The ground floor, which is the castle's former basement, houses all of the museum's rum and sugar-related expositions. On its northern end is the castle's former 3-car garage now turned into the museum's gift shop. This level also houses the main entrance to the museum on its southern end. On the main, center area are the former service quarters which used to house mechanical, electrical, and water storage facilities. These have been remodeled to provide for the turnstile entry, a restaurant, and an auditorium capable of sitting some 50 visitors. There are also some Patronato offices on this floor.

The second floor contains the castle owner's former library, a central patio, a solarium, the living room, dining room, and the kitchen. More photos adorn the wall on this level, shown the development of both rum and sugar businesses. This level contains the former formal access to the house via its front main entrance.

The third floor contains all the sleeping quarters. These are shown with furniture as well as all types of personal accessories of the former occupants. Throughout this level are wall-hung pictures of the rum-producing family clan. The pictures here are oriented towards the personal and family live of the clan.

The fourth floor is the terrace, from where the most impressive and commanding views of the city are possible.
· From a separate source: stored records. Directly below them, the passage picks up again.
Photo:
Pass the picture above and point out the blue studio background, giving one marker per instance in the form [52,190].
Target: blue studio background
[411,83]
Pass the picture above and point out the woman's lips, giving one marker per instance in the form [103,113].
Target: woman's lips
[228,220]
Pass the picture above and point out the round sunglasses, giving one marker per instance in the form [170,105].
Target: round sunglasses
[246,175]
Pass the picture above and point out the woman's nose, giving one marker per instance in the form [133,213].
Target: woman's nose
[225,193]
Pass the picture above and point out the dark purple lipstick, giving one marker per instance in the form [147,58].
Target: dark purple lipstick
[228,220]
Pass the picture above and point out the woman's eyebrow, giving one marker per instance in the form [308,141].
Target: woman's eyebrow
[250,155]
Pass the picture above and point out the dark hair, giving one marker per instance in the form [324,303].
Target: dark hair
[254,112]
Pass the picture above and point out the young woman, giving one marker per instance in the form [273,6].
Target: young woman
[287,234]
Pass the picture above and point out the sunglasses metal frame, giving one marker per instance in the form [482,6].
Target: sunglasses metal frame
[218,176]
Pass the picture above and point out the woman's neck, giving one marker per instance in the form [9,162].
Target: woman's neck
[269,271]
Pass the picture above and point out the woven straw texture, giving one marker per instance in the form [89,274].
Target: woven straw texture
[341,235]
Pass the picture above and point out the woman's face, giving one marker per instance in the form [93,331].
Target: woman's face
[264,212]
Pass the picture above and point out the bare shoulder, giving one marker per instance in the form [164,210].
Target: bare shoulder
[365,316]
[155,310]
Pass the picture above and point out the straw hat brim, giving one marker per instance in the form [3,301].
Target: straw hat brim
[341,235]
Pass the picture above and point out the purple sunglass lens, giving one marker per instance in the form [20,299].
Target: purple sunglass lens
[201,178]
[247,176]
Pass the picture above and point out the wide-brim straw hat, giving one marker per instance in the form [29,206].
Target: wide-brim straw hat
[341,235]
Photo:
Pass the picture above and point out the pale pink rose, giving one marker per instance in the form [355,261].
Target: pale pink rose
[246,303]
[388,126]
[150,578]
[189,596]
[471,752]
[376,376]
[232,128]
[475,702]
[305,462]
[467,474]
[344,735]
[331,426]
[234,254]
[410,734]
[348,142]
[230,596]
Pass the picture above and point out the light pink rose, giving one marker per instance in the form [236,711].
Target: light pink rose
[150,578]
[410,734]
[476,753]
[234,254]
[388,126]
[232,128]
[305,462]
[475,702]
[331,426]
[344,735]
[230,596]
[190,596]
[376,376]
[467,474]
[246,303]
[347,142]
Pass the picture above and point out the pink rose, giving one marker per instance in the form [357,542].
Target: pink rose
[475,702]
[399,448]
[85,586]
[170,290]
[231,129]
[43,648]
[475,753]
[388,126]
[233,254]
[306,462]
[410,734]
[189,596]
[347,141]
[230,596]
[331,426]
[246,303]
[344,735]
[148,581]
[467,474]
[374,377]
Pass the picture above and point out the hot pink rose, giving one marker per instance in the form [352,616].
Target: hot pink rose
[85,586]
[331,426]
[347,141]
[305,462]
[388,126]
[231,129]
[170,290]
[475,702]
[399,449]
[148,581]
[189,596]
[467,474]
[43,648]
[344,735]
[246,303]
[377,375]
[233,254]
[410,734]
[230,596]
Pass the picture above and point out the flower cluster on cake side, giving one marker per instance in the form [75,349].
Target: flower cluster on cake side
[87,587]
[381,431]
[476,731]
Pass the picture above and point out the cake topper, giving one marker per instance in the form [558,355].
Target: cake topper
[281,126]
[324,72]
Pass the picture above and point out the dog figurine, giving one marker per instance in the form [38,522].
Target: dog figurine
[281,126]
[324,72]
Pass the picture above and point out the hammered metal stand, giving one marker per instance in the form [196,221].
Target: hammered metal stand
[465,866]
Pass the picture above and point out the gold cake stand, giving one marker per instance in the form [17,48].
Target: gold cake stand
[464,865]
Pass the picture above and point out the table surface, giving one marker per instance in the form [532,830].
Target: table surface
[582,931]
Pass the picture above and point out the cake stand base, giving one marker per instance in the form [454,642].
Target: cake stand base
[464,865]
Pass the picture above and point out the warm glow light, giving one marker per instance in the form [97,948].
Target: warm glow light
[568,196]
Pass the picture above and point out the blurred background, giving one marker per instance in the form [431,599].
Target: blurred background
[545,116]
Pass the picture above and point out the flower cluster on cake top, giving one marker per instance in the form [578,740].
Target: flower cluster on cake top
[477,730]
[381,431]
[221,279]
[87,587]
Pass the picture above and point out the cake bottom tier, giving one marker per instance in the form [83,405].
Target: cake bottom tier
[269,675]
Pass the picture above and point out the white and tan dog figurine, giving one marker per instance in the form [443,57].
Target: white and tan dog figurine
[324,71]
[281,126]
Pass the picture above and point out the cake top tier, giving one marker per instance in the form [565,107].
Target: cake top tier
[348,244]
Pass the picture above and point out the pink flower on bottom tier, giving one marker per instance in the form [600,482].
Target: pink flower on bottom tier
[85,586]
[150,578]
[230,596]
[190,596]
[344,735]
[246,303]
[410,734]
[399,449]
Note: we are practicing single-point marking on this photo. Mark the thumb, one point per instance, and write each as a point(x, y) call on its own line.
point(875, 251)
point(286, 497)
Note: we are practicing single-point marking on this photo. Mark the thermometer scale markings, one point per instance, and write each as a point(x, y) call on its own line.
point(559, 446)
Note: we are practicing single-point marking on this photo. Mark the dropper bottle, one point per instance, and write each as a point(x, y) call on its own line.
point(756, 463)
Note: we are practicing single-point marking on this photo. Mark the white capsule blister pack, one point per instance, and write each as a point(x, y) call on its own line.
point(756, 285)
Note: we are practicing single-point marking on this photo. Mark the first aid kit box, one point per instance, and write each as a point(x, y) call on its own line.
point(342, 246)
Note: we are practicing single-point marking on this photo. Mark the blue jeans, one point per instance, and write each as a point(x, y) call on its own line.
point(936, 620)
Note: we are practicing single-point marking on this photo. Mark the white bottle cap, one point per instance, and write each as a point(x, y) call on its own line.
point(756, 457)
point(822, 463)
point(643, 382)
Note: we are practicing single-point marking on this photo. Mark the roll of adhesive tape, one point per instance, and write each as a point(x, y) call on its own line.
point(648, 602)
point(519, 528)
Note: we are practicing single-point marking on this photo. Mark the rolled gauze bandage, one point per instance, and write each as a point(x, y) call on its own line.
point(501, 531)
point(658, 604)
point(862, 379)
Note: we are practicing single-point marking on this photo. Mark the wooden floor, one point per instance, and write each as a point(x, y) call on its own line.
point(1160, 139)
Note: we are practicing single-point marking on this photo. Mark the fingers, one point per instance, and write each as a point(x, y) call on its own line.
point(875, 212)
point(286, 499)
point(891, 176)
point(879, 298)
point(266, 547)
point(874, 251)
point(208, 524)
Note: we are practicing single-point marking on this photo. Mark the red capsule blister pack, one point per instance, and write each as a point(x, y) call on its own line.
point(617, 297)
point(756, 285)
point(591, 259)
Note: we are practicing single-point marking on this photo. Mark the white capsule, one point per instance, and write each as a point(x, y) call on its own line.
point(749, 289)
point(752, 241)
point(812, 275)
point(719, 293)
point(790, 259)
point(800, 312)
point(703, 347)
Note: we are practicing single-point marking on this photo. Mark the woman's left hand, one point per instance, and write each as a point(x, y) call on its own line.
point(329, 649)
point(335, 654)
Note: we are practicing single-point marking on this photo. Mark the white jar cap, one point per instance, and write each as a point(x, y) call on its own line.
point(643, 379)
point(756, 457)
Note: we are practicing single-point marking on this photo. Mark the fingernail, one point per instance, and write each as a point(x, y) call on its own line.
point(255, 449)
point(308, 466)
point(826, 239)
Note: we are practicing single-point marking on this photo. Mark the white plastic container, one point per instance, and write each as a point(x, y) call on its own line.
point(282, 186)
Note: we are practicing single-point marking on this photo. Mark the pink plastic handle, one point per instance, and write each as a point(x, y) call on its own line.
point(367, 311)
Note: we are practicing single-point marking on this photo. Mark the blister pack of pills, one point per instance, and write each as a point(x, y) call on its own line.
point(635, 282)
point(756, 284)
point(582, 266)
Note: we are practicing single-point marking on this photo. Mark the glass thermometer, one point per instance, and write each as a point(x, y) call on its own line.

Intended as a relaxed entertainment space, the terrace has both covered and uncovered areas.

==Gardens==
The city also rejuvenated the surrounding landscape. The backyard now consists of lush green grass, fountains, manicured shrubs, and lights. The first floor also houses an outdoor square that is covered by the roof over the second floor. The city uses this area to showcase the work of local artists and photographers. The area is now used for private weddings, quinceañera celebrations, and other similar social events.